Pipeline process class
This class is used to run the entire preprocessing pipeline - from CZI files to a pyramid of tiles that can be viewed in neuroglancer.
Args are animal, self.channel, and downsample. With animal being the only required argument. All imports are listed by the order in which they are used in the
- class library.image_manipulation.pipeline_process.Pipeline(animal, rescan_number=0, channel='C1', downsample=False, task='status', debug=False)
Bases:
library.image_manipulation.meta_manager.MetaUtilities
,library.image_manipulation.tiff_extractor_manager.TiffExtractor
,library.image_manipulation.prep_manager.PrepCreater
,library.image_manipulation.parallel_manager.ParallelManager
,library.image_manipulation.normalizer_manager.Normalizer
,library.image_manipulation.mask_manager.MaskManager
,library.image_manipulation.image_cleaner.ImageCleaner
,library.image_manipulation.histogram_maker.HistogramMaker
,library.image_manipulation.elastix_manager.ElastixManager
,library.image_manipulation.precomputed_manager.NgPrecomputedMaker
,library.image_manipulation.file_logger.FileLogger
,library.cell_labeling.cell_manager.CellMaker
,library.image_manipulation.omezarr_manager.OmeZarrManager
This is the main class that handles the preprocessing pipeline responsible for converting Zeiss microscopy images (.czi) into neuroglancer viewable formats. The Zeiss module can be swapped out to make the pipeline compatible with other microscopy setups
- TASK_ALIGN = 'Creating alignment process'
- TASK_CELL_LABELS = 'Creating centroids for cells'
- TASK_CLEAN = 'Applying masks'
- TASK_EXTRACT = 'Extracting TIFFs and meta-data'
- TASK_EXTRA_CHANNEL = 'Creating separate channel'
- TASK_HISTOGRAM = 'Making histogram'
- TASK_MASK = 'Creating masks'
- TASK_NEUROGLANCER = 'Creating Neuroglancer data'
- TASK_OMEZARR = 'Creating multiscaled ome zarr'
- TASK_REALIGN = 'Creating alignment improvements'
- affine_align()
Perform the section to section alignment (registration) This method needs work. It is not currently used.
- align()
Perform the section to section alignment (registration) We need to set the maskpath to get information from ImageManager
- cell_labels()
USED FOR AUTOMATED CELL LABELING - FINAL OUTPUT FOR CELLS DETECTED
- static check_programs()
Make sure imagemagick is installed.
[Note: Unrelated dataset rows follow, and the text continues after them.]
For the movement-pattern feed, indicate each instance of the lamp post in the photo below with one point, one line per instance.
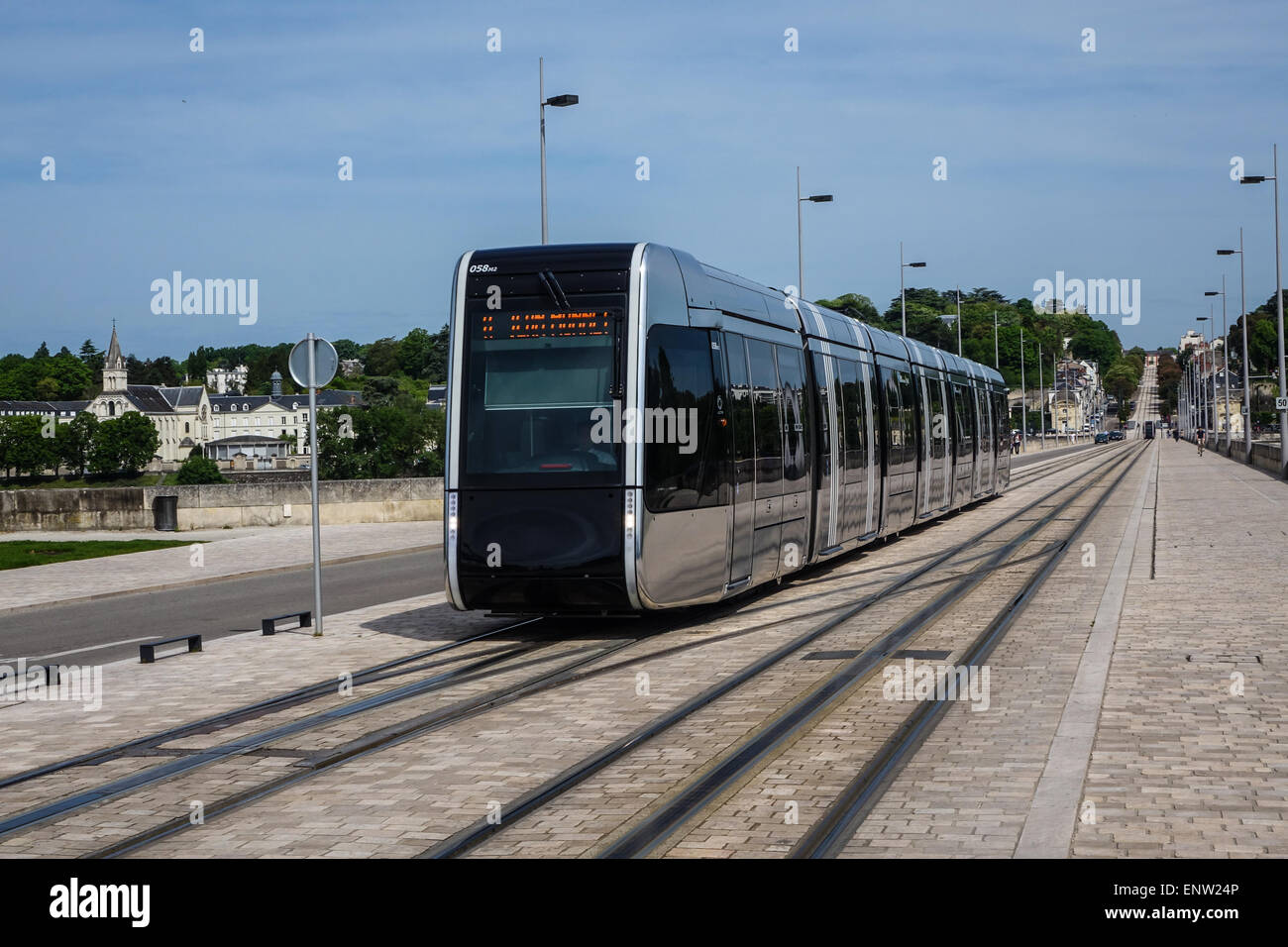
(554, 102)
(1243, 317)
(800, 252)
(1024, 403)
(903, 308)
(1205, 401)
(1225, 359)
(958, 321)
(1279, 305)
(1041, 399)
Make sure there is a ./src/settings.py file
- check_status()
- clean()
- extra_channel()
This step is in case self.channel X differs from self.channel 1 and came from a different set of CZI files. This step will do everything for the self.channel, so you don’t need to run self.channel X for step 2, or 4. You do need to run step 0 and step 1. TODO fix for channel variable name
- extract()
- get_section_count()
- histogram()
- mask()
- neuroglancer()
This is a convenience method to run the entire neuroglancer process. We also define the input, output and progress directories.
- omezarr()
- realign()
Perform the improvement of the section to section alignment We need two sets of neuroglancer data, one from the cropped data which is unaligned, and one from the aligned data. So first check if they both exist, if not, create them.
- report_status()
- run_neuroglancer()
The input and output directories are set in either the self.neuroglancer method or the self.realign method. This method is used to run the neuroglancer process.